Gordon points out that in the last six months, Smith has made trips to China, Japan, Mexico, Great Britain and Dubai to promote the game, in addition to the various camps he visits around the U.S. Smith hardly gets a break as his services have become in demand. The non-stop playing and touring can be draining sometimes. But when he heard the college players flipped out once they realized he was coming, he laughed and said that’s what makes it all worth it.
“It humbles me every time,” said Smith. “I love this sport, but there are those times when I get worn out. When I get an email from a kid saying my videos helped him throw, that’s just great. That’s what motivates me. That keeps me doing what I’m doing.”
That’s one of the reasons Smith went pro, to legitimize this sport and give kids the impression that elite athletes can play with plastic. Smith has helped ultimate shed the hippie stereotype typically associated with disc sports. That was his goal when he first posted his instructional videos online, because as he said, “most of the videos were of guys with long hair and tie-dyed T-shirts.”
And that’s the catch.

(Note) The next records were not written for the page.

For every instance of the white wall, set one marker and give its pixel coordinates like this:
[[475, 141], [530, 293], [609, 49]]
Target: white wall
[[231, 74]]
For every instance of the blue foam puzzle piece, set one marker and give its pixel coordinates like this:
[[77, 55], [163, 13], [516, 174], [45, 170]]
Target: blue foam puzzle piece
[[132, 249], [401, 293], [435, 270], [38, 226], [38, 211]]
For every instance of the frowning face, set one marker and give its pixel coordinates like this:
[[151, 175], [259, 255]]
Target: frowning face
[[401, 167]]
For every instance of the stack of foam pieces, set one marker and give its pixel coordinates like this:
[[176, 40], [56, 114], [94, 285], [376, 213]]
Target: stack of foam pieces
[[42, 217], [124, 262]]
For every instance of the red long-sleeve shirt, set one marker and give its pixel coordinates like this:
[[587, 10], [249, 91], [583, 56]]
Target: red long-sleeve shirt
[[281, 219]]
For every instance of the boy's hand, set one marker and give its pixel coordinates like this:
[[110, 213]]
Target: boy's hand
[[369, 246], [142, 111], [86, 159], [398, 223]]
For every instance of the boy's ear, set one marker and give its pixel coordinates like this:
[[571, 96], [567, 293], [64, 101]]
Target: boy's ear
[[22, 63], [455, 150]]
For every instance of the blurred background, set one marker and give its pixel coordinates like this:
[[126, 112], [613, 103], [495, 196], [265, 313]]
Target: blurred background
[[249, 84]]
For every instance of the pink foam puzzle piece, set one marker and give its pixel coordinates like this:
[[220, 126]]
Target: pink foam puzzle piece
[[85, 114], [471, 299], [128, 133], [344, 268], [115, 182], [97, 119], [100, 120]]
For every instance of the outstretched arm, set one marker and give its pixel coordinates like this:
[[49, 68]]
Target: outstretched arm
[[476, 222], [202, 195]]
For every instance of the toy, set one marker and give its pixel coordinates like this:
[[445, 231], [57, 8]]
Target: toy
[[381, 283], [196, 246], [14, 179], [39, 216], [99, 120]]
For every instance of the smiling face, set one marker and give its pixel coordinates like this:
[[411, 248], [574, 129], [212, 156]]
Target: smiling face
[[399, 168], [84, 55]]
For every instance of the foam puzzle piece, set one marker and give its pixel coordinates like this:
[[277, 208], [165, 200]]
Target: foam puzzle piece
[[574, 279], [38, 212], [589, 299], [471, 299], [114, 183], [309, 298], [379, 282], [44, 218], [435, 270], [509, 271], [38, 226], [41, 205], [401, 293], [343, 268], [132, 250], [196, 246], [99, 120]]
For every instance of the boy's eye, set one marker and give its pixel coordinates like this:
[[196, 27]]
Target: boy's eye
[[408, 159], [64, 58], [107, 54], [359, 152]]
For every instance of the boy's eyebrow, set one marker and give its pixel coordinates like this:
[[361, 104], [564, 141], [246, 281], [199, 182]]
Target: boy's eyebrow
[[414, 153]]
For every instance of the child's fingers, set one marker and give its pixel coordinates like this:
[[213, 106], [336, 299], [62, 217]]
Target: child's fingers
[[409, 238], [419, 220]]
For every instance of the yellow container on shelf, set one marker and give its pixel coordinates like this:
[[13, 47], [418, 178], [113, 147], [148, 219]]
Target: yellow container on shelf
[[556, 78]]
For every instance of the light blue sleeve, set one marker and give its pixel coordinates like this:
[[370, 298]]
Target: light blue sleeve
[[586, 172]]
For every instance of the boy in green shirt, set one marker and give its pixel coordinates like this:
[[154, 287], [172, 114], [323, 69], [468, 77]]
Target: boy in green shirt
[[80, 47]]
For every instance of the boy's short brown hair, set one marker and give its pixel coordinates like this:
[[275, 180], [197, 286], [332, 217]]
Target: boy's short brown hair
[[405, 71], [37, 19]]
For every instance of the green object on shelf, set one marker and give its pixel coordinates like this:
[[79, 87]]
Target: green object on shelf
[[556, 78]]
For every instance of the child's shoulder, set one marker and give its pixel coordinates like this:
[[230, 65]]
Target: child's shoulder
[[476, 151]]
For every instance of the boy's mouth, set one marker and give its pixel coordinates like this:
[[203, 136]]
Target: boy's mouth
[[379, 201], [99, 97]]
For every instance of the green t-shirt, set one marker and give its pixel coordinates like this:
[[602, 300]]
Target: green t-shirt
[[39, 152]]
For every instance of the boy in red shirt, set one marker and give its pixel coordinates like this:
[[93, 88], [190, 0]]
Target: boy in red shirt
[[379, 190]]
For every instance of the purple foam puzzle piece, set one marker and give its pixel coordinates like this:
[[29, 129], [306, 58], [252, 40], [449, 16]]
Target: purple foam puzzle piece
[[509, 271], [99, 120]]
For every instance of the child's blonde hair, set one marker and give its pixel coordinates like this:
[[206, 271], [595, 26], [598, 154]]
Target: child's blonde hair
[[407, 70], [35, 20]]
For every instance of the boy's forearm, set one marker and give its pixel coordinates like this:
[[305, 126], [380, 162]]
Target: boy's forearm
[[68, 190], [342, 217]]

Will the people of Chicago pay money to watch ultimate—until now a fringe sport—at Lane Tech Stadium? At the home opener on a cold April 20, 861 fans filled the stands to watch Smith throw the disc the length of the field, hitting a receiver in stride just about every time. Two games into the season, Smith has a team-high 49 completions. It’s clear he is the quarterback and star Gordon hoped he’d be. But even Smith agrees that realistically, this sport is not going to achieve mainstream status anytime soon.
“There’s a lot of people who think ultimate is going to be bigger than football and soccer but it’s not going to,” Smith said. But in the near term, it’s all about growing the sport.
“It’s definitely more organized,” teammate Kevin Yngve said. “This thing is so new, but I think we’re moving in the right direction. And having Brodie here makes a huge difference.”
The Windy City Wildfire‘s next home game is Sunday, April 28 at 3pm against the Cincinnati Revolution. All games are played at Lane Tech, 2501 W Addison.